The Vespers of Palermo; a Tragedy. Records of Woman. Miscellaneous Poems … by HEMANS, Felicia.
‘THE MOST CONSIDERABLE WOMAN POET OF THE ROMANTIC PERIOD’

~ The Vespers of Palermo; a Tragedy. Records of Woman. Miscellaneous Poems … William Blackwood & Sons, Edinburgh; and Thomas Cadell, London. 1840.

8vo (170 x 102 mm), pp. [4], iii, [1], 326; prelims and endleaves slightly foxed, untrimmed in dark blue blind-patterned publisher’s cloth, a little worn; contemporary ownership inscription to front free endpaper.

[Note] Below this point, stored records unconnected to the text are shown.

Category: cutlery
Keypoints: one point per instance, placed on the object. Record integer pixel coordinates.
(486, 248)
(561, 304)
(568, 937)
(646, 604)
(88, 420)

First edition thus, of this compendium of the poetry of Felicia Hemans (1793–1835).
Called ‘the most considerable woman poet of the Romantic period’ (ODNB), Hemans published some twenty volumes and nearly four hundred poems during her lifetime. The present work, a posthumous anthology, includes her verse cycles Songs of the Cid and Records of Woman, as well as miscellaneous poems including ‘The Homes of England’, in which Hemans is thought to have coined the phrase ‘stately home’. Many literary peers paid tribute to Hemans following her death in 1835 of Scarlet Fever. In particular, Letitia Elizabeth Landon (see item 14) penned ‘Stanzas on the Death of Mrs Hemans’ (1835) and ‘Felicia Hemans’ (1838). This was answered by Elizabeth Barrett Browning, who remained ambivalent about Hemans’ talent. In his ‘Extempore Effusion’ of 1835, Wordsworth portrayed Hemans as an ‘insubstantial spirit’.
The anthology’s titular verse play, The Vespers of Palermo, was first published by John Murray in 1823. Based on a mixture of ancient and contemporary discourse, it applies Staël’s and Sismondi’s interpretations of Italian destiny to post-war developments, including the Mediterranean Revolts of 1820-21. Other sources include Byron, Coleridge, Gibbon, Petrarch, Plutarch and Schiller. Vespers’ production at Covent Garden in December 1823 failed, in part because an ingénue was miscast as its heroine. An Edinburgh performance on 5 April 1824, promoted by Joanna Baillie and Sir Walter Scott and starring Harriet Siddons, fared better. Not in Jackson, nor Jackson, Women.